The other worker in the country illegally told Reuters, “Basically, we wake up in the morning scared. We worry about the sun, the heat, and now a much bigger problem – many not returning home. I try not to get into trouble on the street. Now, whoever gets arrested for any reason gets deported.”

To be sure, some farmworker community groups said many workers were still returning to the fields, despite the raids, out of economic necessity.

The days following a raid may see decreased attendance in the field, but the workers soon return because they have no other sources of income, five groups told Reuters.
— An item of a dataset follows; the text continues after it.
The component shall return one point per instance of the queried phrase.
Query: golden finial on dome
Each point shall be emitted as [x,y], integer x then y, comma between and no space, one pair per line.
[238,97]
Workers are also taking other steps to reduce their exposure to immigration agents, like carpooling with people with legal status to work or sending U.S. citizen children to the grocery store, the groups said.

ICE Chill

Trump conceded in a post on his Truth Social account this month that ICE raids on farm workers – and also hotel workers – were “taking very good, long-time workers away” from those sectors, “with those jobs being almost impossible to replace.”

Trump later told reporters, “Our farmers are being hurt badly. They have very good workers.” He added, “They’re not citizens, but they’ve turned out to be great.”

He pledged to issue an order to address the impact, but no policy change has yet been enacted.

Trump has always stood up for farmers, said White House spokeswoman Anna Kelly in response to a request for comment on the impact of the ICE raids to farms.

“He will continue to strengthen our agricultural industry and boost exports while keeping his promise to enforce our immigration laws,” she said.

Bernard Yaros, Lead U.S. Economist at Oxford Economics, a nonpartisan global economics advisory firm, said in a report published on June 26 that native-born workers tend not to fill the void left by immigrant workers who have left.

“Unauthorized immigrants tend to work in different occupations than those who are native-born,” he said.

ICE operations in California’s farmland were scaring even those who are authorized, said Greg Tesch, who runs a farm in central California.

“Nobody feels safe when they hear the word ICE, even the documented people. We know that the neighborhood is full of a combination of those with and without documents,” Tesch said.

“If things are ripe, such as our neighbors have bell peppers here, (if) they don’t harvest within two or three days, the crop is sunburned or over mature,” said Tesch. “We need the labor.”